An Extensive Library of Scents
This is why Goldsmith is carrying out semantic field research focusing on different ancient Egyptian words relevant to the sense of smell. She collects, records, analyzes, and translates ancient Egyptian texts that include these words. This work informs her hypotheses on the role of smells in ancient Egyptian society. Her compendium has since grown to a thousand texts. “My interpretation depends greatly on the context. A ‘divine scent,’ for example, can mean a perfume used in a temple. But it can also mean frankincense, lotus, or the scent of ointments that were used to embalm mummies,” she explains.
Goldsmith faces another challenge in matching ancient Egyptian ingredients to their modern botanical names. This is why she has been building up a comprehensive library of scents throughout her years of research. It is made up of hundreds of tiny glass bottles containing petals, leaves, seeds, pieces of wood, resins, waxes, and oils from the same regions of origin from which the Egyptians would have procured them.
Looking Good – or Smelling Good?
Recognizing and contextualizing smells is essential to Goldsmith’s research. She frequently asks renowned museums with ancient Egyptian collections if she can sniff organic objects like perfumes and wooden sarcophagi. She’s even had the chance to find out what different mummies smell through her research: “Other researchers tend to describe the discoloration of mummies in painstaking detail, but their smell also provides us with plenty of information,” she says. “For example, mummies of kings and important officials from the New Kingdom – the period lasting from 1550 to 1070 BCE – smell good today because they were embalmed using the best methods. In the Greek-Roman period, emphasis was on the visual appearance of mummies, rather than the fragrant substances with which they were embalmed, meaning that mummies from this period stink.”
A Preference for Powerful Fragrances
Goldsmith is describing the importance of smells in all areas of ancient Egyptian society for the first time through her doctoral research. In doing so, she is constantly coming across surprising facts. For example, the Egyptians didn’t distinguish between aromatic substances, medicinal extracts, and foodstuffs. They liked to chew on the compound incense kyphi, used celery stalks in flower bouquets, and scented mummies with cloves of garlic and onion rings. Their love of the almost overpowering medicinal smell of oil made from camphor wood also surprised Goldsmith.
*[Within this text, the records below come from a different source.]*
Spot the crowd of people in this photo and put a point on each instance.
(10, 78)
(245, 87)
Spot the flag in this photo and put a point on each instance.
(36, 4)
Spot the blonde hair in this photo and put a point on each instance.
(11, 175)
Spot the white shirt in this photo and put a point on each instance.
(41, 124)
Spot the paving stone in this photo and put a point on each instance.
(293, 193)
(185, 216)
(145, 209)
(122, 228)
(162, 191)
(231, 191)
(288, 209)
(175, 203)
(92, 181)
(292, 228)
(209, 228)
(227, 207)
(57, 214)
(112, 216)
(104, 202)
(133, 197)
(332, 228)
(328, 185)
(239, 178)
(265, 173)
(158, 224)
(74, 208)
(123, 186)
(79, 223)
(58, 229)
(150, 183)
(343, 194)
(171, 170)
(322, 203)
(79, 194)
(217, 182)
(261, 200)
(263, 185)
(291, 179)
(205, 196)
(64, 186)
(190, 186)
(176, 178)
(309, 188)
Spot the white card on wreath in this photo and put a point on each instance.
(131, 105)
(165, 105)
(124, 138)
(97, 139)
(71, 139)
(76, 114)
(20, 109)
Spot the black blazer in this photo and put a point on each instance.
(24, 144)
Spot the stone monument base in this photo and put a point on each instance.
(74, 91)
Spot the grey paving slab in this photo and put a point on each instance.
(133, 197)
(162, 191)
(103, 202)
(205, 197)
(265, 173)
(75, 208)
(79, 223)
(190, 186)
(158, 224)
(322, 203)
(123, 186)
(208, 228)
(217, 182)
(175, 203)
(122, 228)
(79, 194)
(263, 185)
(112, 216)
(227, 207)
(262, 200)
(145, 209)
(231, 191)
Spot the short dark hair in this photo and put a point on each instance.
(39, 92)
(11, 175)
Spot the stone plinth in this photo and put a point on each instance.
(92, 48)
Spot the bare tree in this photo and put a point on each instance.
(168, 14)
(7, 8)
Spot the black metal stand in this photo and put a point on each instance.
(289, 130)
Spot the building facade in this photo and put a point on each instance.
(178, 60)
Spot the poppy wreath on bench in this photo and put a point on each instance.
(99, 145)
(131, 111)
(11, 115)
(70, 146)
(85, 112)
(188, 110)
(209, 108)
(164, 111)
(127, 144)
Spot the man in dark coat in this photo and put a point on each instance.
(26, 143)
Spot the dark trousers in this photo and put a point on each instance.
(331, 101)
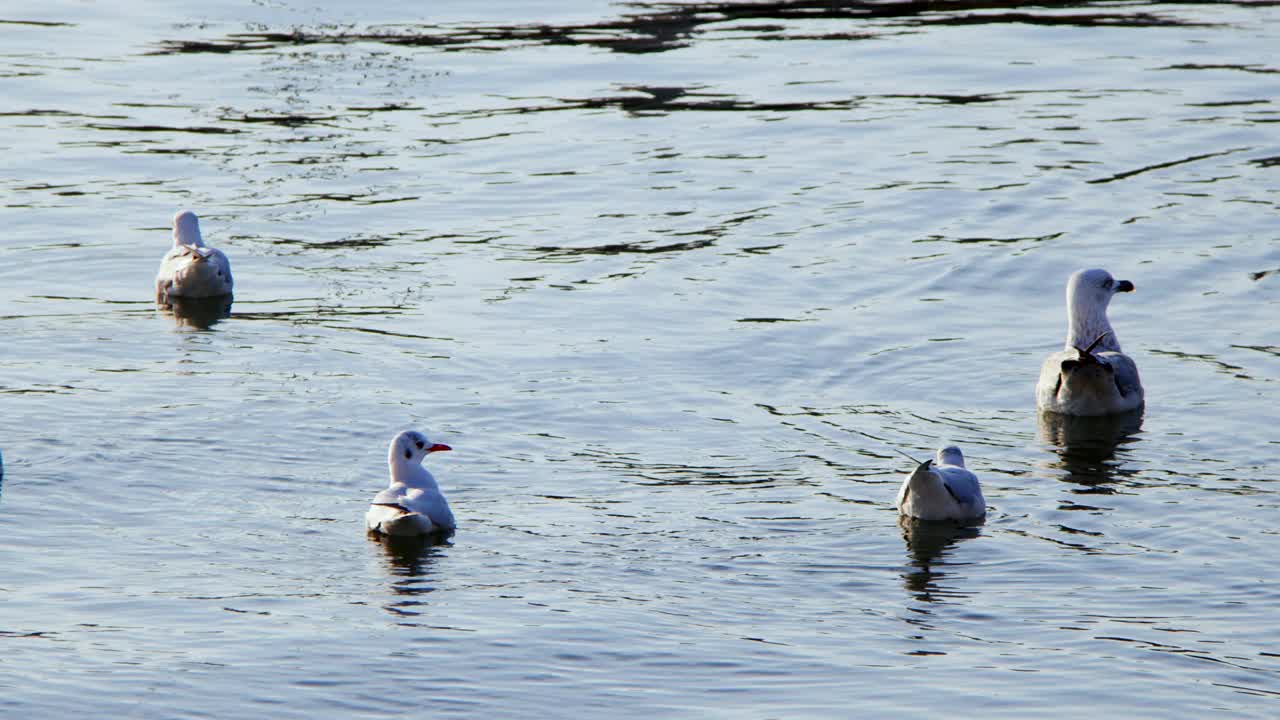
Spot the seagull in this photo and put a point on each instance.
(412, 505)
(191, 268)
(942, 490)
(1091, 376)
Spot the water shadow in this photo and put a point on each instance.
(1087, 447)
(927, 543)
(410, 557)
(199, 313)
(658, 27)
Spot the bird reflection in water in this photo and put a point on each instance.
(927, 543)
(410, 563)
(1087, 447)
(199, 313)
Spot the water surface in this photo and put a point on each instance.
(673, 281)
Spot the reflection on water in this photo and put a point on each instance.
(672, 26)
(928, 543)
(410, 557)
(200, 313)
(1087, 447)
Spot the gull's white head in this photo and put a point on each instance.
(186, 229)
(410, 447)
(1088, 292)
(1093, 288)
(950, 455)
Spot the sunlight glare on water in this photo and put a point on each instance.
(675, 281)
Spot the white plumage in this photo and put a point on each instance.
(942, 490)
(412, 505)
(1091, 376)
(191, 268)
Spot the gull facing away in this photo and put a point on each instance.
(1091, 376)
(412, 505)
(191, 268)
(942, 490)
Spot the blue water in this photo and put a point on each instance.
(675, 282)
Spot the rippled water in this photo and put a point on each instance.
(673, 281)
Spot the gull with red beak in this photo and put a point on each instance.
(412, 505)
(1091, 376)
(191, 268)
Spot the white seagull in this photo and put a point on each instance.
(191, 268)
(942, 490)
(412, 505)
(1091, 376)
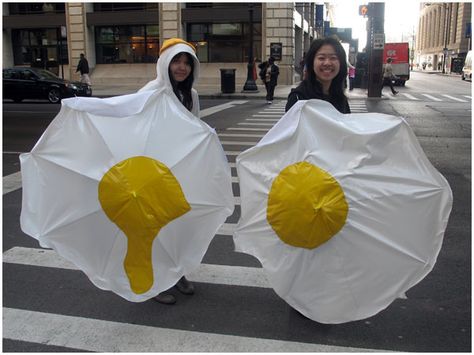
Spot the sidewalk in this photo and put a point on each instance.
(214, 92)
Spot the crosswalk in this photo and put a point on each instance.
(430, 97)
(43, 321)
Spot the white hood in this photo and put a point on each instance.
(162, 77)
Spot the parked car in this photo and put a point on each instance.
(33, 83)
(466, 73)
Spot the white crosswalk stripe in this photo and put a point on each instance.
(108, 336)
(454, 98)
(411, 97)
(358, 106)
(100, 335)
(432, 97)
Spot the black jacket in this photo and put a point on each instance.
(83, 66)
(274, 72)
(307, 91)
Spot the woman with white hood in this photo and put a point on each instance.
(177, 70)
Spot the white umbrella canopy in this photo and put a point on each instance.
(344, 212)
(131, 189)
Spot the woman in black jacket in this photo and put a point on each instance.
(326, 72)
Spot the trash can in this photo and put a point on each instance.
(228, 81)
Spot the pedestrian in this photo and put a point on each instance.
(271, 77)
(177, 70)
(83, 68)
(351, 76)
(388, 76)
(326, 68)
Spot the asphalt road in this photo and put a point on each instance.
(55, 308)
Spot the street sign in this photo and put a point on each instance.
(363, 10)
(276, 50)
(378, 40)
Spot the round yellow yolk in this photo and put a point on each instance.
(306, 206)
(141, 195)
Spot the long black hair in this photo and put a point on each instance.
(336, 90)
(182, 89)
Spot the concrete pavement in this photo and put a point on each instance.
(213, 91)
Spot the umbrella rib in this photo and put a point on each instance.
(64, 167)
(59, 226)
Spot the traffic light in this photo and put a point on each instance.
(363, 10)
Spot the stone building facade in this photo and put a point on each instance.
(443, 36)
(121, 40)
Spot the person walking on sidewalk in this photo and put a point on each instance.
(388, 76)
(177, 70)
(271, 76)
(326, 74)
(83, 68)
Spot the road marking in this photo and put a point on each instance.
(11, 182)
(267, 115)
(241, 135)
(454, 98)
(232, 152)
(247, 144)
(10, 152)
(248, 129)
(256, 124)
(107, 336)
(207, 273)
(262, 119)
(411, 97)
(214, 109)
(431, 97)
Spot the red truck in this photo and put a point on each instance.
(400, 54)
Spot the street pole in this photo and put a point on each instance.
(446, 34)
(250, 85)
(375, 44)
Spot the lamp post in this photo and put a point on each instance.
(250, 85)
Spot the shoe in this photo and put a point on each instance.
(165, 298)
(184, 286)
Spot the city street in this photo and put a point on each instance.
(50, 306)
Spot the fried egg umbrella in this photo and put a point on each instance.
(344, 212)
(131, 189)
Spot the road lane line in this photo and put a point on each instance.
(241, 135)
(248, 129)
(109, 336)
(207, 273)
(214, 109)
(262, 124)
(431, 97)
(267, 115)
(11, 182)
(454, 98)
(247, 144)
(411, 97)
(262, 119)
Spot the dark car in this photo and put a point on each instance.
(33, 83)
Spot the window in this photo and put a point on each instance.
(26, 8)
(127, 44)
(124, 6)
(224, 42)
(43, 48)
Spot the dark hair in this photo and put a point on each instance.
(184, 88)
(336, 90)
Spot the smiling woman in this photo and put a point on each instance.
(326, 72)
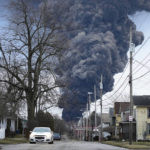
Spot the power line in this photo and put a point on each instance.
(118, 88)
(141, 75)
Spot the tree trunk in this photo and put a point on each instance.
(31, 113)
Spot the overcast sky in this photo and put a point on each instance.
(141, 66)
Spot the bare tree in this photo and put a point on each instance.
(32, 48)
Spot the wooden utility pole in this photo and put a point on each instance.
(101, 108)
(95, 106)
(90, 132)
(87, 124)
(132, 48)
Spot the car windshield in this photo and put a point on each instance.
(56, 134)
(41, 130)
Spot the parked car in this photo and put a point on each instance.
(57, 136)
(41, 134)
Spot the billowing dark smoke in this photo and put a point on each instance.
(98, 46)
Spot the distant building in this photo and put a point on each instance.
(119, 107)
(142, 116)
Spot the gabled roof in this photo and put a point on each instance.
(121, 107)
(143, 100)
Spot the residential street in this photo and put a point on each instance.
(62, 145)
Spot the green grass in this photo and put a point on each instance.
(135, 145)
(16, 140)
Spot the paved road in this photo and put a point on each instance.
(61, 145)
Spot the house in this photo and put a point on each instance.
(119, 107)
(142, 109)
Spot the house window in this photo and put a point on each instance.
(148, 112)
(148, 128)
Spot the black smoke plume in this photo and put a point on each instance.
(98, 46)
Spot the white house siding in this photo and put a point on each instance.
(141, 123)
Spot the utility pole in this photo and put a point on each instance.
(101, 108)
(95, 106)
(86, 138)
(90, 93)
(132, 48)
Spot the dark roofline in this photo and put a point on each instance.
(143, 100)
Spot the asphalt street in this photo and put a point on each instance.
(61, 145)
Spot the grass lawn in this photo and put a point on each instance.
(135, 145)
(16, 140)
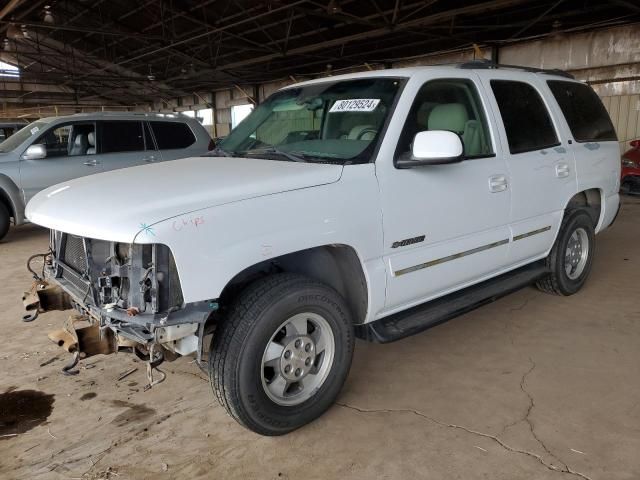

More than anything else, she’s fascinated by the omnipresence of smells in the everyday life of the ancient Egyptians: “Temples, private homes, the streets, workshops, the necropolis – each of these places had a very characteristic smell. People even used several strong perfumes at once, with men and women alike wearing scented wigs, censing their clothes with incense and anointing their bodies. They were always surrounded by intense fragrances wherever they went.”